ICU climbed 13 percent to $68.83 at the close in New York, its biggest one-day increase since October 2008. The stock has gained 30 percent over the past year, compared with a 22 percent increase for the Standard & Poor’s 600 Smallcap Index.

The company generated about $315 million in revenue last year. Its biggest product line is devices used in drug infusions, including equipment that connects a patient’s intravenous port to a drug or solution. The company also makes storage, compounding and delivery systems for often-toxic cancer drugs, and sells them to drugmakers and hospitals.

ICU also carries a growing amount of cash on its balance sheet, $155 million in the first quarter. That cash generation may make it even more attractive to a private-equity target, Solow said. He called the $1 billion potential price, not including the cash, “a feasible valuation.”
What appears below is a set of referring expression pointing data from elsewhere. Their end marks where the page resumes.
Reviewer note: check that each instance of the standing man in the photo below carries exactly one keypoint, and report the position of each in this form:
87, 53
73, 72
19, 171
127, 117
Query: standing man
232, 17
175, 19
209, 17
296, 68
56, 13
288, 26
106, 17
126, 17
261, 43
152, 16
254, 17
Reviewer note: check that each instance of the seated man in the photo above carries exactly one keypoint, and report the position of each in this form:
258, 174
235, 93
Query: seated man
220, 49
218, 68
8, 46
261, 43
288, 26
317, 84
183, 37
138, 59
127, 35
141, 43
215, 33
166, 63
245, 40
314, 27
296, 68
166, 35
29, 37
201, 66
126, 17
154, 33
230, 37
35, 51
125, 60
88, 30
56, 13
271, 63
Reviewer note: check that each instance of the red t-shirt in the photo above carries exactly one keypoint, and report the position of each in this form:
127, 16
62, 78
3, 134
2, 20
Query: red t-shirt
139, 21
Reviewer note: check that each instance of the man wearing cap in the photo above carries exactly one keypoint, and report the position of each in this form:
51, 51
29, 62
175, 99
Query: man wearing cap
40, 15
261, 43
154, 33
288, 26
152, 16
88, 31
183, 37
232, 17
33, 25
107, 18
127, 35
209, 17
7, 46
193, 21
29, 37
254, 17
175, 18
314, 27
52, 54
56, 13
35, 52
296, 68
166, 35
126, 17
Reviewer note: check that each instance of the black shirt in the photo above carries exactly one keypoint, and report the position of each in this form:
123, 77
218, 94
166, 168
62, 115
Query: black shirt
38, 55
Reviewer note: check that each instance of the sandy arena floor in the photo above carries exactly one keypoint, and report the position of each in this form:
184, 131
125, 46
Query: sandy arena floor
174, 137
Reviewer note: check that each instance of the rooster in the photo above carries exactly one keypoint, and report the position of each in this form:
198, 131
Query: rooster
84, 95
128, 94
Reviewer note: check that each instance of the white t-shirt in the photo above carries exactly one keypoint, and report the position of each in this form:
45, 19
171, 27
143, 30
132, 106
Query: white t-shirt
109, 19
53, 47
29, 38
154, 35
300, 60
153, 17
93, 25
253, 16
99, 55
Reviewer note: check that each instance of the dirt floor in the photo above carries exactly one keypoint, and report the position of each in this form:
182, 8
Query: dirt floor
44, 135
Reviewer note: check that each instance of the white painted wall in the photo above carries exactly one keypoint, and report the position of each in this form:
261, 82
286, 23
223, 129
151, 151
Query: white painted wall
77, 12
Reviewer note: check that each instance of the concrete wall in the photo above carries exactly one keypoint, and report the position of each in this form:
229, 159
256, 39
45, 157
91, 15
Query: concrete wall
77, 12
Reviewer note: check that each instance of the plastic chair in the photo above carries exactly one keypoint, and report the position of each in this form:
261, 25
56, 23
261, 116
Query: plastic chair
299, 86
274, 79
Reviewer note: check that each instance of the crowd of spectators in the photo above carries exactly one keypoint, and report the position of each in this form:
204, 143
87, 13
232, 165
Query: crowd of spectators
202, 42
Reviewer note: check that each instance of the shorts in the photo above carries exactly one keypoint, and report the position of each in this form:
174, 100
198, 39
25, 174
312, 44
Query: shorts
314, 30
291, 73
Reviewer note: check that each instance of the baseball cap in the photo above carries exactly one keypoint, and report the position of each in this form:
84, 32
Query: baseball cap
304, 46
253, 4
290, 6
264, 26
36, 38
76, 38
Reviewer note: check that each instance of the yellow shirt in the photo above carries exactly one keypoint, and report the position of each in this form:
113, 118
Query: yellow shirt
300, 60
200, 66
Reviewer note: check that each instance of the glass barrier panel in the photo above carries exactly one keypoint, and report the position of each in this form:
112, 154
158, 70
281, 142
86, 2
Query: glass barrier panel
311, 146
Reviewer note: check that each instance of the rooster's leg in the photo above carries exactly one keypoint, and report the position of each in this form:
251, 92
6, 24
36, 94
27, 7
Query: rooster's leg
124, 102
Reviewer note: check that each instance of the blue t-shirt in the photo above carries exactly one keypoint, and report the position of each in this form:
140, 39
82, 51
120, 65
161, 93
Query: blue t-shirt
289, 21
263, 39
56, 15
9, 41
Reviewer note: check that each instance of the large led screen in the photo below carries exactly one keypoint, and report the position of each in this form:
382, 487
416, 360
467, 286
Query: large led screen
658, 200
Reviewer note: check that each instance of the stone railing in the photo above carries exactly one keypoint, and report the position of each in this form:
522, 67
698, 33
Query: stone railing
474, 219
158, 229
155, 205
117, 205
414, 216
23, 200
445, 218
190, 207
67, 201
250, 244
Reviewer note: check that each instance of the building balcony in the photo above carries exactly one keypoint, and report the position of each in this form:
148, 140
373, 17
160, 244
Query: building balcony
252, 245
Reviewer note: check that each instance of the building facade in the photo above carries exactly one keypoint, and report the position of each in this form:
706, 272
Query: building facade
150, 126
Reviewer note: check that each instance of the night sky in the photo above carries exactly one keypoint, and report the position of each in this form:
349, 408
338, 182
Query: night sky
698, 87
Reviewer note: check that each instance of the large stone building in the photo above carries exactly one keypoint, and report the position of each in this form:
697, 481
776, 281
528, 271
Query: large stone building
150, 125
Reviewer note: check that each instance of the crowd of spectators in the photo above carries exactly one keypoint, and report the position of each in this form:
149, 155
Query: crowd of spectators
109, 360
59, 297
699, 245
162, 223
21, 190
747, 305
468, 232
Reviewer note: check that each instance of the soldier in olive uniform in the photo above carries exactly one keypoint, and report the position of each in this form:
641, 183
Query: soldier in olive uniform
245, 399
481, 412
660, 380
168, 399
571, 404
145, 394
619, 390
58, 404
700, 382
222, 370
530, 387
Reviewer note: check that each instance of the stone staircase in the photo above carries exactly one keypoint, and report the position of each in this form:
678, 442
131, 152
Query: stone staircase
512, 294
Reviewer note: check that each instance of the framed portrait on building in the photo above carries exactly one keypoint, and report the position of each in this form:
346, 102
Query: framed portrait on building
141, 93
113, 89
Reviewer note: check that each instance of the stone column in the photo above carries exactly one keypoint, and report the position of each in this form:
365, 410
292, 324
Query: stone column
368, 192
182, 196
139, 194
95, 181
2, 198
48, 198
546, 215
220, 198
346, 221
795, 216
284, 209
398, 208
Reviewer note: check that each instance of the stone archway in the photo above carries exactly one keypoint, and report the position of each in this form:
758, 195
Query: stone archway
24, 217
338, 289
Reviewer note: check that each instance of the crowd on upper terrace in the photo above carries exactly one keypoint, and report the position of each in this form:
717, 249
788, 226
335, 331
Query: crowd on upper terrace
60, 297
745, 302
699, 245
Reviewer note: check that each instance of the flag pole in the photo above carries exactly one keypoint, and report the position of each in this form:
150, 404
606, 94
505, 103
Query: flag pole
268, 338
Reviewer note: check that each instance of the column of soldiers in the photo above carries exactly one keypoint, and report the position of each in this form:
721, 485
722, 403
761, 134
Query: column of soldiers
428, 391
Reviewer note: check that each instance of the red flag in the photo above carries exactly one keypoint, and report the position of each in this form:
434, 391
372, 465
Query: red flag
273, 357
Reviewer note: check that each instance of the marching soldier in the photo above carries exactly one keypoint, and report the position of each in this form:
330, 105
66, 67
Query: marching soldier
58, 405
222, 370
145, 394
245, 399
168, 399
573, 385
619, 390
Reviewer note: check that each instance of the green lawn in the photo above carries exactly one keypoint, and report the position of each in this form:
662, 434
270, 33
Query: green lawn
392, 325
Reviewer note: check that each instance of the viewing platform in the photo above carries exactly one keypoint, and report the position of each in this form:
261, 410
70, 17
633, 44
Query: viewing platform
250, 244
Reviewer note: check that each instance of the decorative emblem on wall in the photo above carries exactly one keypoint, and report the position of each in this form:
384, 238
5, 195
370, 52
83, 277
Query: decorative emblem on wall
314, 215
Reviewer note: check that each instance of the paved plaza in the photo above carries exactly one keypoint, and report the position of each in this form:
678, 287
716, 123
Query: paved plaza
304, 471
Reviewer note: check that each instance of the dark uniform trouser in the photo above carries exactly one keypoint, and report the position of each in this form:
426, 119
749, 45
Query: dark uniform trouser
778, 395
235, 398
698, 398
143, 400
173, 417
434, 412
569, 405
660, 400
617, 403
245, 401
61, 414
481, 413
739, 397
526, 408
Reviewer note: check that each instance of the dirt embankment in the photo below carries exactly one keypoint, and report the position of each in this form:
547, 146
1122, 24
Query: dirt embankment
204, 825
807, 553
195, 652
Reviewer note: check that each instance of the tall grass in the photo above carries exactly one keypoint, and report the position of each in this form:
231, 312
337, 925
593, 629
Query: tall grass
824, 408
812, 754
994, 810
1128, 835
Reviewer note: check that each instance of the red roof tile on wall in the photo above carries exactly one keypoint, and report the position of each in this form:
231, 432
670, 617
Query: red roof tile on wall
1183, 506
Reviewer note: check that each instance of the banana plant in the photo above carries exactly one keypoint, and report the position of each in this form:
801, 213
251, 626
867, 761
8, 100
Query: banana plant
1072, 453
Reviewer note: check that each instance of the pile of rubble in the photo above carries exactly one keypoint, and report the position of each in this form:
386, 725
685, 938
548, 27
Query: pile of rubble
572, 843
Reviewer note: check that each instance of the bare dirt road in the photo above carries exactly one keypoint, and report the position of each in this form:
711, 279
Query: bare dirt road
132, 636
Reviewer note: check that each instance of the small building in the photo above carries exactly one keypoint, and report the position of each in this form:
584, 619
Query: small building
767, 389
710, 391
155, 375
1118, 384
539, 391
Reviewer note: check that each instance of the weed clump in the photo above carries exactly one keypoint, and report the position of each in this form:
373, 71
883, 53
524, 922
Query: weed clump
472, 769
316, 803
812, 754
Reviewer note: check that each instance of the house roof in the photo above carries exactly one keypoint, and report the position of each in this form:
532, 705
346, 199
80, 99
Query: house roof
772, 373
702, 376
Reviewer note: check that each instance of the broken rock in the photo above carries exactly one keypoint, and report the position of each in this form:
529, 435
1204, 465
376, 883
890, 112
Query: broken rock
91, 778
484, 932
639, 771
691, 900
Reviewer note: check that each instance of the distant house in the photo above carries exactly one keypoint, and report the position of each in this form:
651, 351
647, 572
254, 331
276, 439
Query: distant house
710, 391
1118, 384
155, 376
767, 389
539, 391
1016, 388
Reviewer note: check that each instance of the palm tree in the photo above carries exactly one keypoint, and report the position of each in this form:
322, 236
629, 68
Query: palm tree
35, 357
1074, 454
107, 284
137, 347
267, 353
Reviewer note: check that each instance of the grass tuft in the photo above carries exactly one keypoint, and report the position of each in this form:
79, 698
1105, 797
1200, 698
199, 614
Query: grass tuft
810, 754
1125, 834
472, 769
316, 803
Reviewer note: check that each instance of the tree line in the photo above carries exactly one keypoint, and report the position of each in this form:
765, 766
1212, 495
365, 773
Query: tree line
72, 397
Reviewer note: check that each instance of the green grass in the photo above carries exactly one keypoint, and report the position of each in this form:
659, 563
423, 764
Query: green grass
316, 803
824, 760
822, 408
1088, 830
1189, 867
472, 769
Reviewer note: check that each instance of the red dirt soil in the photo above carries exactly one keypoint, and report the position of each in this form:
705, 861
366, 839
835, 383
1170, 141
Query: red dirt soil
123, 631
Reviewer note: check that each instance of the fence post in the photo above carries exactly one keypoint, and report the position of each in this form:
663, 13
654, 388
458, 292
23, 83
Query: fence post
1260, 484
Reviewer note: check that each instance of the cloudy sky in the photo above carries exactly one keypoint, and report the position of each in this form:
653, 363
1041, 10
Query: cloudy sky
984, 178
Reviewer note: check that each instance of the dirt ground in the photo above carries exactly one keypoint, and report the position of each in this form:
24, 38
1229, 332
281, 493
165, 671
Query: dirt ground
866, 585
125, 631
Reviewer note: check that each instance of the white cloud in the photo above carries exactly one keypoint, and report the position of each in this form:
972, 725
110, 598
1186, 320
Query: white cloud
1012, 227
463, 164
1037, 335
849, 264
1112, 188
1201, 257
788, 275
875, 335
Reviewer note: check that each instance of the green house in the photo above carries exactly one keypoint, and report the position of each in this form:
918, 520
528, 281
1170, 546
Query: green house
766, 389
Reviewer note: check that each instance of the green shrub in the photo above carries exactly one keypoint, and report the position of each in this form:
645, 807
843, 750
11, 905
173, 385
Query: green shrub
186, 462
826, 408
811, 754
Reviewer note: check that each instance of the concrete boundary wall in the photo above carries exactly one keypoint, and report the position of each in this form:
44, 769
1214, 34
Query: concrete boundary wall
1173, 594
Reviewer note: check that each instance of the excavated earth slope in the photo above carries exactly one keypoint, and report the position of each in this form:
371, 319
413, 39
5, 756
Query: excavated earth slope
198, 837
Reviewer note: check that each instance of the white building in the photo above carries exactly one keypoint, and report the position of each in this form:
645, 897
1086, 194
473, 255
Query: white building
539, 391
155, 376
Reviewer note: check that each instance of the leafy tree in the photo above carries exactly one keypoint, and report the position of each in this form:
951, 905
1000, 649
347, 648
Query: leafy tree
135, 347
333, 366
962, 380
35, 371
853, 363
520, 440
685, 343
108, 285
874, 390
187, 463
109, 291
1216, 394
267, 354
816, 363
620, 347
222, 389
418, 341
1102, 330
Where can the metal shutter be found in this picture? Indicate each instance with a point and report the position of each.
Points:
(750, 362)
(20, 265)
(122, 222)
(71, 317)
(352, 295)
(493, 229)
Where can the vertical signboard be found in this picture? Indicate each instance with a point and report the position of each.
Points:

One of ICU’s biggest products is a connector called the Clave, which makes up about a third of its sales, according to a March 7 research report by Piper Jaffray Cos. The equipment lets doctors or nurses attach the feed from a nutrition or saline bag, or a dose of medicine, into a patient’s IV port, using a sterile, needle-free connection.

Hospira Inc. (HSP), a drugmaker that focuses on difficult-to-make-and-store drugs, is one of ICU’s biggest customers. Sales to the company made up about a third of revenue during the first quarter, ICU Chief Financial Officer Scott Lamb said on an April 22 conference call.